U. S. life expectancy

COVID-19 has sucked all the air out of any national attempt at healthcare reform, while revealing in sharp detail the foundational flaws in the current system. Eventually, however, America is going to have to confront this issue in a meaningful manner. Healthcare cost in America is still twice the average of all 37 member countries of the Organization for Economic Cooperation and Development (OECD), and Americans still have poorer health and lower life expectancy than the average of the member countries (78.7 versus 79.5)

In its latest Health At A Glance publication, the OECD updated its life expectancy data, as shown here:

There are many cracks in our healthcare house that Jack built. Ignoring them is not a strategically viable plan for improvement, improvement that all citizens deserve.

To quote the venerable A. E. Housman, “Terrence, this is stupid stuff.” Another example of our woebegone healthcare system.

Trump’s Nevada rally

Last night, during an ABC-TV Town Hall Meeting President Trump once again pilloried cities and states run by Democrats and blamed their leaders for any problems with the response to COVID-19.

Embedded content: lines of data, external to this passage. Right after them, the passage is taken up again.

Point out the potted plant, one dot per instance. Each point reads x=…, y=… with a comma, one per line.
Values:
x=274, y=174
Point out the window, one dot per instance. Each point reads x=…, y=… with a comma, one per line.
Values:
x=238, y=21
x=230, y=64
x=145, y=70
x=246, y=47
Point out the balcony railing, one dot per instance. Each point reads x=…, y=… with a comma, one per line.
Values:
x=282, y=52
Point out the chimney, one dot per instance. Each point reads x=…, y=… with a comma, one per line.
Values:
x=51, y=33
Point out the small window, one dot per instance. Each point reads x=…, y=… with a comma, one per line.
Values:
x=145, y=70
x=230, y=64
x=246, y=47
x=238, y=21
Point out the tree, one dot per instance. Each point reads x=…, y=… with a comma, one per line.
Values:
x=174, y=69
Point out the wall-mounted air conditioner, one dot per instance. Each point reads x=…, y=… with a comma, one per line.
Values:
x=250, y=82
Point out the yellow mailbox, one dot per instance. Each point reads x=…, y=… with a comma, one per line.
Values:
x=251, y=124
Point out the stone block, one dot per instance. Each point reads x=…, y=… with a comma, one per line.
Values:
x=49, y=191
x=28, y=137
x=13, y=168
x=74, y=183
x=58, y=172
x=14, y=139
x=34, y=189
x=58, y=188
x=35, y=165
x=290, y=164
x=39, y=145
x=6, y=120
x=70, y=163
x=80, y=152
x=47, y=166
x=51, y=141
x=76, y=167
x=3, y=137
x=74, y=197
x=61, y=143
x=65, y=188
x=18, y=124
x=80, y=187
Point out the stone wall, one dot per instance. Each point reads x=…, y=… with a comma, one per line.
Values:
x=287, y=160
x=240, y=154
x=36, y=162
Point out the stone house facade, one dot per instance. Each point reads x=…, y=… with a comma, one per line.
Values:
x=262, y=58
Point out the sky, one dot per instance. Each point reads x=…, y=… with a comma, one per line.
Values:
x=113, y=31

A little contextual background is required here. On 14 April, Trump asserted “absolute authority” to control the nation’s response to the pandemic, saying, “When somebody is president of the United States, your authority is total.” He made it clear he would be in charge and the states would have to fall in line.

Two days later, he reversed himself on a call with all the governors, telling them, “I’ve gotten to know almost all of you, most of you I’ve known and some very well. You are all very capable people, I think in all cases, very capable people. And you’re going to be calling your shots.”

Since then, he has repeatedly repeated the “You’re on your own” line. The result, of course, has been that we have seen 51 different plans and approaches  with varying degrees of success.

Nevada, one of the “you’re on your own” states, is still in the midst of a tough fight against the disease with a Daily Positivity Rate of 7.1% and a Cumulative Positivity Rate of 10.2% as of 10 September.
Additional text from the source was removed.